Chronic effects of a monoamine oxidase-inhibiting antidepressant: Decreases in functional α-adrenergic autoreceptors precede the decrease in norepinephrine-stimulated cyclic adenosine 3':5'-monophosphate systems in rat brain

Various antidepressant drugs (monoamine oxidase inhibitors and tricyclics) enhance norepinephrine availability and lead to adaptive changes in brain noradrenergic systems, namely, decreases in the number of β receptors and in the responsiveness of adenylate cyclase to norepinephrine stimulation. After 21 days of treatment with 1 mg/kg/day of clorgyline, an A-type-selective monoamine oxidase inhibitor, but not after 3 days, there is an increase in norepinephrine release from rat brain microsacs in response to 43 mM KCl stimulation.
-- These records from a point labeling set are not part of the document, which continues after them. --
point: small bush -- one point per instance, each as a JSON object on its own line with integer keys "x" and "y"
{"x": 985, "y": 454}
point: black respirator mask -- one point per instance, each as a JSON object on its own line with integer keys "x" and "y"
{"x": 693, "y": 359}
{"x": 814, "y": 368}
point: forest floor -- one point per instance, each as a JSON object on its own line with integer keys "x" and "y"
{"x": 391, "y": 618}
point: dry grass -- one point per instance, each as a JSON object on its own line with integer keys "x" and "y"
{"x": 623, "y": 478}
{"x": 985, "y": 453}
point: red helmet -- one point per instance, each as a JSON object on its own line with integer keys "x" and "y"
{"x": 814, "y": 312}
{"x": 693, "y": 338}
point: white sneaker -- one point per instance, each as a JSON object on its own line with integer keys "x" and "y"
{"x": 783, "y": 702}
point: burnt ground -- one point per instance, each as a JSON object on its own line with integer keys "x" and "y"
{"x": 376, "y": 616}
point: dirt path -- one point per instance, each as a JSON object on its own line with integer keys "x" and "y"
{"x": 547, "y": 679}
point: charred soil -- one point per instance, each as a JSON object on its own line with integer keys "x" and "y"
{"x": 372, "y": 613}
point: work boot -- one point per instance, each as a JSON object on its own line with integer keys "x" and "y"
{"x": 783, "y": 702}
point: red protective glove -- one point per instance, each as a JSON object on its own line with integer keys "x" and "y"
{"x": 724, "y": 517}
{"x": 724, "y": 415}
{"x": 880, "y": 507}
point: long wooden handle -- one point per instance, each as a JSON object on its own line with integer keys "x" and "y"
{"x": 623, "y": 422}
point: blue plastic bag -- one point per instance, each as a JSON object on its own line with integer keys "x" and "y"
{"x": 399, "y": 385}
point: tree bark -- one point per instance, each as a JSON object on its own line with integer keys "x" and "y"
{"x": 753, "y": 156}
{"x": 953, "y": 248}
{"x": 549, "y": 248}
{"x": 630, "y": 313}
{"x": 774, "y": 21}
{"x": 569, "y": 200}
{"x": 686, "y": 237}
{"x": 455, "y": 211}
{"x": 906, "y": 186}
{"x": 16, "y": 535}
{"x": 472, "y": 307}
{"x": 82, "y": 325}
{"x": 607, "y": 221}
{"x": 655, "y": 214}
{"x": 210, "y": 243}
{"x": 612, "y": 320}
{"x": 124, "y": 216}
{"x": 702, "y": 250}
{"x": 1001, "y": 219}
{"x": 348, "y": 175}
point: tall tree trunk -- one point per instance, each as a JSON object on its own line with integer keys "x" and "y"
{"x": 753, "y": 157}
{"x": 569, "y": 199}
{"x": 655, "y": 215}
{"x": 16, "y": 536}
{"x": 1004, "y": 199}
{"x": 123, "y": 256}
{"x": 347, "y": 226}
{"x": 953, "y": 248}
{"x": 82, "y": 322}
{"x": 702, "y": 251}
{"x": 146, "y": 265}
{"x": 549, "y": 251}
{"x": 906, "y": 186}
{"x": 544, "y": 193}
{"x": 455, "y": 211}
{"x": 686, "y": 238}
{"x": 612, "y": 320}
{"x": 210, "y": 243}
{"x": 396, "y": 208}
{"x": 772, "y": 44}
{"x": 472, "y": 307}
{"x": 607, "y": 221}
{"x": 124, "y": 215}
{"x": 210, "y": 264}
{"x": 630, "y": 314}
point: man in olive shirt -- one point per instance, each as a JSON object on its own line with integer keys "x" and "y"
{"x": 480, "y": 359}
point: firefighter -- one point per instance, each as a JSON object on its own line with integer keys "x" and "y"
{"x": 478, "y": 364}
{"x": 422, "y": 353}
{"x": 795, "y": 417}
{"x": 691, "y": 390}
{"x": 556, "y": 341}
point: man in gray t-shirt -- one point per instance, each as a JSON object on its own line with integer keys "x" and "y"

Microsacs prepared from 21-day clorgyline-treated animals also show a marked decrease in the inhibition of norepinephrine release caused by the α₂-selective agonist clonidine. These functional changes in norepinephrine release mechanisms are accompanied by a 53% reduction in brainstem α₂ receptor density as measured by [³H]clonidine binding. At the same time, despite findings of a decrease in β receptor number as determined by [³H]dihydroalprenolol binding data, no significant decrease in the responses of cyclic adenosine 3':5'-monophosphate (cyclic AMP) systems to norepinephrine stimulation is observed. Decreases in the cyclic AMP response are observed by day 35 of clorgyline treatment. The results provide direct physiological support for a change in the norepinephrine release mechanism and an effect on autoreceptors, specifically, preceding postsynaptic adaptive changes in the instance of one antidepressant, clorgyline. Difficulties in observing such changes with other antidepressants may result from the multiple nature of α-adrenergic receptors, especially as measured by radioactive ligand techniques; the lack of a direct relationship between physiological changes and receptors as measured by radioligand techniques; the large doses of monoamine oxidase inhibitors used in some studies; and the possible multiplicity of antidepressant molecular mechanisms.